ALEX BRUMMER: Beware of financial institution mergers – they’ll go horribly fallacious
Europe’s banking scene is very different from 2007 when Royal Bank of Scotland, aided and abetted by Santander and Fortis, gate-crashed a proposed £69billion merger of Barclays with Dutch lender ABN Amro.
Barclays boss John Varley, married to a scion of one of the bank’s founding families, even conceded that the headquarters would be canal-side in Amsterdam.
RBS’s intervention led to all the parties involved being bailed out by governments, with RBS, later renamed NatWest, only escaping the clutches of the Treasury on May 31 this year. The road back for European banking has been perilous.
Paradoxically, Wall Street banks, at the core of the Great Financial Crisis (GFC), bounced back to health bigger and stronger. Among Europe’s challengers, only HSBC, with its stranglehold on Hong Kong, is in the same league as JP Morgan and Bank of America.
The repairs to Europe’s fractured banking system are now more-or-less done and the industry is throwing off huge volumes of cash. Consultants Oliver Wyman note that European banks have returned $300billion to shareholders since 2022. The cash generated by a restored sector is fostering an M&A boom, with $36billion of deals this year and dizzying reports of new alliances.
Andrea Orcel, the investment banker behind the disastrous RBS-ABN Amro transaction, is leading the charge. Now boss of Italy’s UniCredit, he is in hot pursuit of Commerzbank in Germany. He has been also trying to buy Banco BPM in Italy in a deal which has been on and off.

Shopping around: Authorities in Frankfurt and Brussels are gung-ho for cross-border mergers, but national authorities are more circumspect
The last bout of European bank mergers was brought to a nasty end by the GFC. The subsequent 2010 euro crisis, which began in Greece, saw the banking systems in the Club Med: Greece, Italy and Spain, struggling with bad debts.

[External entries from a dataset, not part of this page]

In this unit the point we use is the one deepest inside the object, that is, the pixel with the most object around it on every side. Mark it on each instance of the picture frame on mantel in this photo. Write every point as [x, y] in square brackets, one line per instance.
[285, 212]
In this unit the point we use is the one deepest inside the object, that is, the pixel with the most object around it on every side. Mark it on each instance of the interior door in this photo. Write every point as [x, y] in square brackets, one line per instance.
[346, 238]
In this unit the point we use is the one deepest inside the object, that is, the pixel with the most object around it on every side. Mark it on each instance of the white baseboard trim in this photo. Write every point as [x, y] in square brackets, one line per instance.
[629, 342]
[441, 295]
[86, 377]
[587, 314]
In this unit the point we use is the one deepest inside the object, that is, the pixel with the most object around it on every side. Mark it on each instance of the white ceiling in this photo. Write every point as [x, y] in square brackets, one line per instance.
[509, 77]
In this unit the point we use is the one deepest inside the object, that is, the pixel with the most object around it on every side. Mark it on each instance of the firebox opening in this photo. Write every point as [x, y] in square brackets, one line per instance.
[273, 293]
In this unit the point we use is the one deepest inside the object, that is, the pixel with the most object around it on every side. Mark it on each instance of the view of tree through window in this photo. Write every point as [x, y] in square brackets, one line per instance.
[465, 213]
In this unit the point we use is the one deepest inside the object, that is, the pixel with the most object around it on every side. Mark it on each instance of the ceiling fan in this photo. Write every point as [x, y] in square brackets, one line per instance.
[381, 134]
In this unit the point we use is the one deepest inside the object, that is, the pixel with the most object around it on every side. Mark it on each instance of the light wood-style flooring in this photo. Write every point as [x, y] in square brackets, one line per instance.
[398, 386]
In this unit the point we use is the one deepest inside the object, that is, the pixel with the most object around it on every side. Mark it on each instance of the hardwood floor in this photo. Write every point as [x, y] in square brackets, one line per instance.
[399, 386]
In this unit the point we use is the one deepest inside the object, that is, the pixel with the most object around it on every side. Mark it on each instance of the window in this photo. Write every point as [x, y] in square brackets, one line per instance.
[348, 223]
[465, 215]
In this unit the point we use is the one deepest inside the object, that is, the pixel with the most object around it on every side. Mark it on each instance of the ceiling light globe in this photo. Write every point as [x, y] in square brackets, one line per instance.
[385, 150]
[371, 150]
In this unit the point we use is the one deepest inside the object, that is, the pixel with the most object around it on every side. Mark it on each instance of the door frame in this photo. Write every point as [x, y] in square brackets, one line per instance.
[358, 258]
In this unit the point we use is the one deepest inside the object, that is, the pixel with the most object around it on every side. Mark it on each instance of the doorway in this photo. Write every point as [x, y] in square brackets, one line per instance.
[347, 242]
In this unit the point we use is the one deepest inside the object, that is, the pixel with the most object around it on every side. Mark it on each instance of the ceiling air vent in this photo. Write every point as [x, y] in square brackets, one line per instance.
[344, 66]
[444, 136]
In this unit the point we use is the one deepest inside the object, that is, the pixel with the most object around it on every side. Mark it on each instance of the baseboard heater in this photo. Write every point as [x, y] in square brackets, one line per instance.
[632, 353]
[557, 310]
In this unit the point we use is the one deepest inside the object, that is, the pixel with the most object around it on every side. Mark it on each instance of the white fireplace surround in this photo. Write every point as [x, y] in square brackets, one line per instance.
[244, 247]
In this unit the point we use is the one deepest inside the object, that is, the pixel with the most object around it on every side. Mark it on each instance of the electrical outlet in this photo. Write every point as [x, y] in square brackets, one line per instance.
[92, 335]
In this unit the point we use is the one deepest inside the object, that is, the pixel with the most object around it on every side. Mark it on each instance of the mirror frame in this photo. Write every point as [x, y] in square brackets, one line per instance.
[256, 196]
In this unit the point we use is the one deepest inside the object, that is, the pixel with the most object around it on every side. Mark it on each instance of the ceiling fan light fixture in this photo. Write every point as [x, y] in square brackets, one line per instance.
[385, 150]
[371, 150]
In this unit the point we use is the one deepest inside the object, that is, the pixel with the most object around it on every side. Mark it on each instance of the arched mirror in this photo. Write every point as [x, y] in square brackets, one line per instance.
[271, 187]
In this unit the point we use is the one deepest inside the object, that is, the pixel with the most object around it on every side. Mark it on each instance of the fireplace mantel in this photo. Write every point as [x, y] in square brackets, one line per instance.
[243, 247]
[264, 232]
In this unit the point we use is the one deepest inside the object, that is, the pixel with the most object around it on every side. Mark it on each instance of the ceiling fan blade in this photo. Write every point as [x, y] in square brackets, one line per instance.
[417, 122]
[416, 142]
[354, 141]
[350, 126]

There is now a recognition that Europe’s fractured banking system is no match for the bigger US beasts. If the euro is to establish itself as an alternate reserve currency to the dollar, cross-border bank mergers and capital markets must be established.
Christine Lagarde, president of the ECB, is leading the charge. Britain is on the sidelines of European debate. Authorities in Frankfurt and Brussels are gung-ho for cross-border mergers, but national authorities are more circumspect.
BBVA’s multi-pronged effort at buying Sabadell in Catalonia has shaken Britain’s TSB, spun-out from Lloyds after the financial crisis, out of the tree. There is no end of speculation about the fate of TSB and for that matter Santander in the UK.
The latter was pieced together by Santander chairman Ana Botin out of the remains of consumer banks Abbey National, Alliance & Leicester and Bradford & Bingley in the detritus of the financial crisis. NatWest reportedly wanted to buy Santander but the price was lofty. Santander itself is in search of more scale by buying TSB.
Meanwhile in the UK, challenger banks are consolidating with the supermarket banks now owned by High Street lenders.
The owner of RBS spin-off Shawbrook is looking at a deal with Metro Bank. NatWest chief executive Paul Thwaite, freed of government interference, makes no secret of its ambition to bolt on more customers. But NatWest has taken itself out of the TSB race.
The former RBS learnt the hard way that bank bids can go horribly wrong. Investing in customer loyalty and financing growth for UK start-ups would be a smarter deployment of surplus resources.
DIY INVESTING PLATFORMS
Affiliate links: If you take out a product This is Money may earn a commission. These deals are chosen by our editorial team, as we think they are worth highlighting. This does not affect our editorial independence.